Skip to main content

Module election

Module election 

Source
Expand description

Term-based, quorum-gated automatic election (issue #834, PRD #819, ADR 0030).

This is the consensus core that turns a primary loss into an automatic, safe promotion. It lives in the first-party-but-decoupled control-plane supervisor (ADR 0030) — distinct from the data path — and reuses the two pieces the rest of replication already built:

  • the commit watermark (super::commit_waiter / super::quorum) — the highest LSN durably replicated to a quorum that intersects every possible election majority. Nothing at or below it may ever be rolled back; and
  • the FAILOVER handover machinery (super::failover) — once a candidate wins, promotion is driven through the same coordinated role-swap, not a parallel state machine.

§The five hard requirements (ADR 0030, issue #834)

  1. Dry-run probe. A candidate first asks “would you vote for me?” without bumping any term. Only a real election bumps the term. This keeps a flapping candidate from burning through terms and lets the supervisor probe liveness cheaply.
  2. Durable last-vote. A voter persists (term, voted_for) before acknowledging a grant, so a voter that crashes and restarts mid-term never double-votes — the second request in the same term for a different candidate is refused from disk.
  3. Watermark vote rule (the safety core). A voter MUST refuse any candidate whose log does not cover the commit watermark. An acknowledged synchronous write sits at or below the watermark, so a winner necessarily carries it — the write provably survives the failover. This is the one rule that may not be relaxed.
  4. Randomized election timeouts. Candidates wait a randomized interval before standing, so split votes are rare and self-correcting.
  5. Membership rules. A quorum is a majority of voting members. Witness members (#836) hold no data but vote, so 2 data + 1 witness is a valid HA shape. A catching-up replica is non-voting until it reaches a healthy state — it neither votes nor stands.
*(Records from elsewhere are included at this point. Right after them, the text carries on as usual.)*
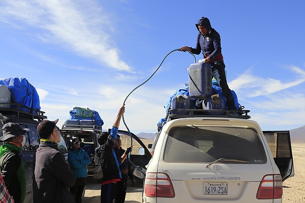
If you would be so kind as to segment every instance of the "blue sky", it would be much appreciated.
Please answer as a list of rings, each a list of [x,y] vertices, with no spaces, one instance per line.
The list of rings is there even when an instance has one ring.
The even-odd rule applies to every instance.
[[[263,130],[292,129],[305,125],[304,8],[301,0],[2,0],[0,78],[26,78],[59,125],[81,107],[97,111],[107,129],[166,54],[195,47],[204,16],[221,35],[239,104]],[[133,92],[124,114],[131,131],[156,131],[193,62],[174,52]]]

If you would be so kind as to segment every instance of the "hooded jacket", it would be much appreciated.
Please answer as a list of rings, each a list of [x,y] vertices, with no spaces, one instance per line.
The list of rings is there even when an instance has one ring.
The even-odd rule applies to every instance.
[[[76,178],[86,178],[86,166],[90,164],[90,158],[82,149],[71,148],[68,153],[68,162]]]
[[[209,19],[202,17],[197,21],[195,25],[198,31],[199,31],[199,25],[206,27],[209,31],[205,36],[203,36],[199,31],[197,36],[196,48],[192,48],[192,53],[199,54],[201,52],[204,58],[208,56],[211,60],[208,62],[209,63],[218,60],[223,60],[221,53],[220,35],[211,27]]]
[[[34,203],[74,202],[67,187],[74,185],[75,175],[56,143],[41,142],[34,164]]]
[[[7,188],[15,202],[22,202],[25,195],[25,173],[21,149],[9,143],[0,146],[0,171]]]

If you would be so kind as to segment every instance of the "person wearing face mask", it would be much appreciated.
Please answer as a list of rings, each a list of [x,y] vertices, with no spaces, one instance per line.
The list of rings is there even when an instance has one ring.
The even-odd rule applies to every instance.
[[[69,188],[74,185],[75,175],[57,148],[58,121],[45,119],[37,126],[40,144],[33,161],[34,203],[74,203]]]
[[[0,171],[7,190],[15,202],[23,202],[25,195],[25,173],[20,153],[24,145],[24,134],[29,130],[9,122],[2,127],[0,142]]]

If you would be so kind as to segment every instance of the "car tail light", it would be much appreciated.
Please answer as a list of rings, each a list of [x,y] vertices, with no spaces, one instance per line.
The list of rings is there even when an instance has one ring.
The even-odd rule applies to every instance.
[[[171,181],[166,174],[148,173],[146,175],[144,192],[146,196],[169,197],[175,196]]]
[[[256,198],[259,199],[282,198],[282,177],[280,175],[265,176],[259,185]]]

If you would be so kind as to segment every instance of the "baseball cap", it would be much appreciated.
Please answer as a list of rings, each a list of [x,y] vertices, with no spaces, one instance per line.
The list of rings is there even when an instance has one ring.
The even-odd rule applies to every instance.
[[[41,121],[37,126],[37,133],[40,139],[45,139],[50,136],[58,121],[58,119],[52,121],[45,119]]]

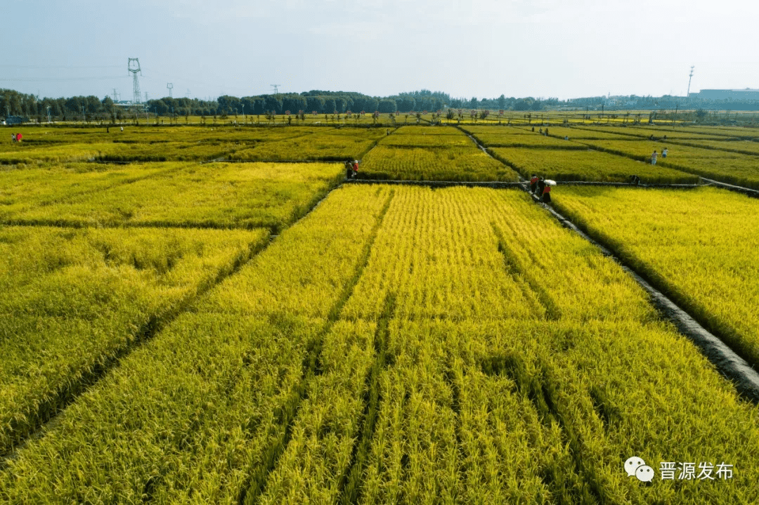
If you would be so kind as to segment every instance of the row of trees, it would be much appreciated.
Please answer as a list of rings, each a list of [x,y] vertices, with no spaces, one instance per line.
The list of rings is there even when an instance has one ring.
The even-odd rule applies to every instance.
[[[96,96],[71,96],[70,98],[40,99],[34,95],[20,93],[12,89],[0,89],[0,116],[26,116],[39,121],[52,119],[93,120],[121,119],[134,115],[134,112],[114,104],[109,96],[102,99]],[[447,93],[422,89],[398,93],[392,96],[369,96],[355,92],[312,90],[301,93],[278,93],[238,98],[225,95],[216,100],[164,97],[142,104],[150,112],[159,116],[216,116],[232,114],[263,115],[267,112],[283,114],[290,111],[298,114],[332,114],[335,111],[344,114],[347,111],[381,113],[453,109],[542,111],[555,108],[578,108],[600,110],[657,110],[657,109],[706,109],[706,110],[759,110],[759,100],[707,100],[698,97],[689,99],[665,95],[653,96],[593,96],[569,100],[527,98],[506,98],[501,95],[494,99],[478,99],[451,98]]]

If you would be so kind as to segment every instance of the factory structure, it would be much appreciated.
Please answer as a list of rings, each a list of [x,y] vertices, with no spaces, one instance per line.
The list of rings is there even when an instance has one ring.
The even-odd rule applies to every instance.
[[[701,100],[732,100],[745,102],[759,100],[759,89],[701,89],[698,93],[691,93],[690,98]]]

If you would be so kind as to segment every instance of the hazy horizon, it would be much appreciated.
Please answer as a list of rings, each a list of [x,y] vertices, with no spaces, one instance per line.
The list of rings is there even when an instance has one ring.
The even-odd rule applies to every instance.
[[[561,99],[759,88],[759,7],[734,0],[10,2],[0,87],[216,99],[311,89]],[[189,92],[189,93],[188,93]]]

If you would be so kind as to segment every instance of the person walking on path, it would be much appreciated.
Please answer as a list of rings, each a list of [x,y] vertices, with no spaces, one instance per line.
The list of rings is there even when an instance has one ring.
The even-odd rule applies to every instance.
[[[551,202],[551,187],[550,184],[546,184],[546,187],[543,188],[543,198],[541,199],[543,203]]]

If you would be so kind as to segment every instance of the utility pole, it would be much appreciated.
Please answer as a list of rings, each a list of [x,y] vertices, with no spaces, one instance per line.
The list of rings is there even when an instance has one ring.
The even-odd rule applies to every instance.
[[[685,98],[691,98],[691,80],[693,79],[693,69],[695,65],[691,65],[691,74],[688,77],[688,93],[685,93]]]

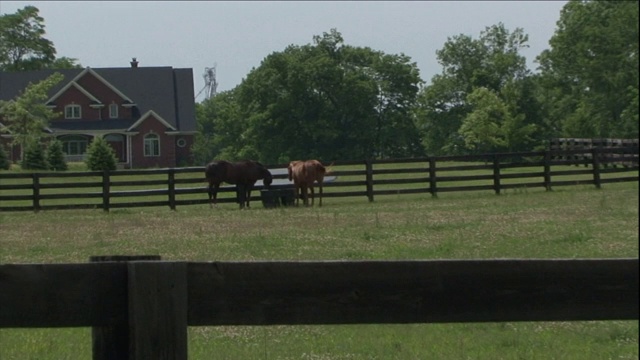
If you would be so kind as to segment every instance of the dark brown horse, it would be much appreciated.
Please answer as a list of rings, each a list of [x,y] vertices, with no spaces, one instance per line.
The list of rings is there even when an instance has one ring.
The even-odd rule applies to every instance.
[[[262,179],[266,188],[269,188],[273,181],[271,172],[264,165],[253,160],[234,163],[225,160],[213,161],[207,164],[204,174],[209,182],[209,207],[216,204],[218,189],[222,182],[236,185],[236,194],[242,209],[245,205],[249,207],[251,190],[256,181]]]

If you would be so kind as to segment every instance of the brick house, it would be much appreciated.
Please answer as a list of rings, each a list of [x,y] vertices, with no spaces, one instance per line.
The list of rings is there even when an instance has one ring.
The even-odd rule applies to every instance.
[[[26,86],[54,72],[64,79],[46,105],[60,114],[45,129],[63,144],[67,161],[82,161],[91,140],[103,137],[120,168],[178,167],[191,163],[196,133],[192,69],[131,67],[0,72],[0,99],[11,100]],[[2,119],[0,119],[2,123]],[[19,146],[0,134],[12,161]]]

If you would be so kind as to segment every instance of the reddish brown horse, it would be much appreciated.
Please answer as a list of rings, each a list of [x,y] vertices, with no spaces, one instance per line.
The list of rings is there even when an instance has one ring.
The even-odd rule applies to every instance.
[[[249,207],[251,190],[256,181],[262,179],[266,188],[273,182],[271,172],[264,165],[253,160],[243,160],[231,163],[225,160],[213,161],[204,169],[205,177],[209,182],[209,207],[216,204],[216,198],[220,184],[226,182],[236,185],[236,194],[240,209],[245,205]]]
[[[317,182],[320,190],[319,206],[322,206],[322,182],[324,181],[324,176],[327,173],[327,169],[324,165],[322,165],[318,160],[294,160],[289,163],[287,171],[289,173],[289,181],[293,180],[293,186],[296,193],[296,205],[300,203],[300,197],[302,196],[304,205],[309,206],[308,192],[311,192],[311,206],[313,206],[315,199],[313,183]]]

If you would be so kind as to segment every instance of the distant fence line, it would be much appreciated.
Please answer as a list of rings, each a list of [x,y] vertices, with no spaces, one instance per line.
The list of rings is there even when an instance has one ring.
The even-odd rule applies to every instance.
[[[0,264],[0,328],[92,327],[93,359],[187,359],[188,326],[638,319],[638,259]]]
[[[614,139],[614,138],[554,138],[549,141],[549,149],[550,150],[587,150],[587,152],[582,153],[569,153],[569,154],[558,154],[557,158],[559,159],[569,159],[582,161],[585,159],[591,158],[591,149],[620,149],[620,148],[628,148],[630,150],[630,155],[633,155],[633,149],[637,149],[640,143],[640,139]],[[614,158],[622,158],[624,157],[624,153],[614,153]],[[637,153],[636,153],[637,157]],[[637,162],[637,159],[636,159]],[[622,160],[618,159],[615,161],[612,159],[611,162],[605,162],[602,165],[604,167],[608,167],[610,165],[624,165]],[[577,165],[577,164],[576,164]]]
[[[481,163],[465,163],[472,161]],[[446,162],[457,163],[454,166],[443,165]],[[385,164],[417,163],[424,164],[424,166],[375,168]],[[506,189],[544,188],[551,190],[558,186],[572,185],[594,185],[600,188],[605,183],[638,181],[639,179],[637,145],[632,147],[592,147],[587,151],[584,148],[561,150],[550,148],[537,152],[473,156],[335,161],[333,165],[335,167],[361,165],[364,166],[364,170],[333,171],[331,175],[336,176],[337,179],[325,183],[324,188],[325,190],[339,188],[340,191],[325,191],[323,197],[366,197],[369,201],[373,201],[374,197],[378,195],[430,193],[432,196],[437,196],[438,193],[459,191],[493,191],[500,194]],[[552,169],[554,166],[562,165],[585,165],[590,168]],[[278,164],[269,166],[269,168],[286,166],[287,164]],[[515,172],[516,170],[521,170],[521,172]],[[202,176],[181,177],[181,175],[194,173]],[[166,175],[166,178],[155,180],[134,178],[145,175]],[[571,178],[567,179],[567,177]],[[287,174],[275,175],[274,178],[286,179]],[[18,183],[21,179],[26,181]],[[73,180],[71,182],[65,181],[66,179]],[[193,187],[193,184],[201,184],[201,186]],[[185,185],[192,186],[185,187]],[[394,186],[400,187],[394,188]],[[118,190],[123,187],[128,189]],[[131,187],[143,188],[131,190]],[[290,185],[274,185],[272,187],[276,189],[287,188]],[[80,189],[89,190],[80,191]],[[255,193],[259,194],[261,189],[261,186],[256,186]],[[232,191],[231,187],[226,187],[222,188],[220,192]],[[195,194],[202,196],[196,198]],[[147,197],[147,199],[141,200],[140,197]],[[161,199],[158,200],[158,197]],[[96,199],[97,201],[87,203],[87,199]],[[260,199],[260,196],[252,196],[251,198],[251,200]],[[43,204],[43,202],[59,202],[60,200],[64,200],[64,203]],[[83,201],[78,202],[78,200]],[[131,201],[124,202],[123,200]],[[29,205],[24,205],[25,202],[29,202]],[[235,202],[235,198],[221,198],[218,202]],[[204,167],[117,170],[113,172],[0,172],[0,211],[78,208],[101,208],[108,211],[114,208],[147,206],[168,206],[175,210],[177,206],[206,203],[208,203],[208,197]]]

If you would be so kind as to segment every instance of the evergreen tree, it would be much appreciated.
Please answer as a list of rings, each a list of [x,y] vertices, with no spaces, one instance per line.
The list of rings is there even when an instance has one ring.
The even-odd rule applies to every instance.
[[[85,163],[91,171],[103,171],[116,169],[116,153],[107,141],[101,137],[93,139],[87,149]]]
[[[4,151],[4,147],[0,146],[0,169],[9,170],[11,162],[9,161],[9,155]]]
[[[31,141],[24,149],[24,158],[20,165],[24,170],[47,170],[49,168],[44,150],[37,141]]]
[[[47,147],[46,158],[47,163],[49,164],[49,170],[67,170],[67,162],[64,160],[64,152],[62,151],[62,142],[60,142],[60,140],[53,140],[49,144],[49,147]]]

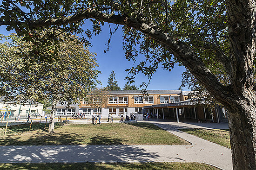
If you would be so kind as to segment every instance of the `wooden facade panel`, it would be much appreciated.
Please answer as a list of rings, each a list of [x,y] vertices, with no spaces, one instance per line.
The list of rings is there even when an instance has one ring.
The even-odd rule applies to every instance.
[[[114,95],[111,94],[110,96],[111,97],[128,97],[128,104],[108,104],[108,107],[143,107],[146,106],[151,106],[152,105],[160,104],[162,104],[160,103],[160,96],[169,96],[171,94],[150,94],[148,96],[153,96],[154,99],[154,103],[144,103],[144,100],[143,99],[143,103],[135,103],[134,98],[135,97],[140,96],[138,94],[118,94]],[[176,95],[175,94],[175,95]],[[181,97],[180,97],[180,100],[181,100]],[[119,98],[118,98],[118,103],[119,102]],[[80,107],[89,107],[90,105],[84,104],[82,103],[82,101],[80,102]]]

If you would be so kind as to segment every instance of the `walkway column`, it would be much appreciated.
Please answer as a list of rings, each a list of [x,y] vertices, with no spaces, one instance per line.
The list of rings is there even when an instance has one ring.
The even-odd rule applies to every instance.
[[[203,112],[204,112],[204,117],[205,117],[205,121],[207,120],[207,118],[206,118],[206,113],[205,112],[205,107],[203,107]]]
[[[174,110],[174,108],[173,108]],[[179,123],[179,115],[178,115],[178,108],[176,107],[176,116],[177,116],[177,122]]]
[[[194,111],[195,112],[195,119],[196,119],[196,114],[195,114],[195,108],[194,107]]]
[[[157,113],[157,120],[159,120],[159,117],[158,117],[158,109],[156,108],[156,113]]]
[[[217,119],[218,119],[218,123],[220,123],[220,120],[219,120],[219,112],[218,112],[218,107],[216,107],[216,114],[217,114]]]
[[[163,113],[163,108],[162,108],[162,120],[164,120],[164,114]]]

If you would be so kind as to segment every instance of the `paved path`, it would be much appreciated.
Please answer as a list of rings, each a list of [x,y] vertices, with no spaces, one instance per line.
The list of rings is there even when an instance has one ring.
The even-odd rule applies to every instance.
[[[200,162],[224,170],[232,170],[229,149],[177,130],[202,127],[183,123],[152,122],[192,144],[183,146],[1,146],[0,163]]]

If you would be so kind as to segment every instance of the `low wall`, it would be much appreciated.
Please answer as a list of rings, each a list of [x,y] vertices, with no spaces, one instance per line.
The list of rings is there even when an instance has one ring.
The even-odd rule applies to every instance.
[[[134,114],[136,116],[136,120],[143,121],[143,114],[134,113]]]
§No two primaries in a term

This invariant is structural, not probabilistic:

  • a win requires a strict majority of voting members, and two strict majorities of the same set always intersect; and
  • the shared voter in any two majorities votes at most once per term (durable last-vote), so it cannot grant two different candidates the same term.

Therefore at most one candidate can collect a majority in a given term, even under an arbitrary network partition. The partition tests exercise exactly this.

§Module shape

Like super::failover, the candidate-side ElectionCoordinator::run is a pure state machine: the clock, the per-peer vote RPC, the durable term bump, and the promotion are injected behind ElectionTransport, so the whole election is exercised deterministically with a scripted fake — no clock, no network, no engine. The voter-side Voter wraps a LastVoteStore (durable on disk in production, in-memory in tests) and applies the vote rule.

Structs§

ElectionCoordinator
The quorum-gated election state machine.
ElectionRequest
A request to run an election on behalf of candidate.
FileLastVoteStore
LastVote
A node’s durable voting record: the highest term it has participated in and who, if anyone, it granted that term. Persisted so a restart cannot erase the fact that a vote was already cast (requirement 2).
Member
A cluster member as seen by the supervisor’s membership view.
MemoryLastVoteStore
In-memory last-vote store for tests and witnesses that do not need cross-restart durability. (A witness should still persist in production; the file store is used there.)
VoteRequest
A request for a vote, sent by a candidate to a voter.
Voter
A voting member. Wraps the durable LastVoteStore and applies the vote rule. The voter is the seat of correctness: the watermark rule and the durable double-vote guard both live here.

Enums§

ElectionOutcome
The result of an election attempt.
LastVoteError
MemberKind
Whether a member holds data (and can therefore be promoted to primary) or is a vote-only witness (ADR 0030 — “a node that runs only the supervisor module”).
RefusalReason
Why a voter refused a candidate.
VoteDecision
The outcome of a voter considering a VoteRequest.
VotingState
Whether a member currently participates in voting.

Traits§

ElectionTransport
Cluster operations the candidate drives, injected so the state machine stays pure and deterministically testable. Production backs these onto the membership view, the per-peer vote RPC, the durable term store, and the FAILOVER handover; tests back them onto a scripted fake.
LastVoteStore
Durable store for a node’s last vote. The contract is narrow on purpose: load returns the persisted record (or the default term 0, voted_for None when nothing was ever written), and persist makes a record durable before the caller acknowledges a grant.

Functions§

quorum_threshold
Quorum threshold for a set of members: a strict majority of the voting members. Witnesses count; catching-up replicas do not.
randomized_election_timeout
A randomized election timeout in [base, base + jitter).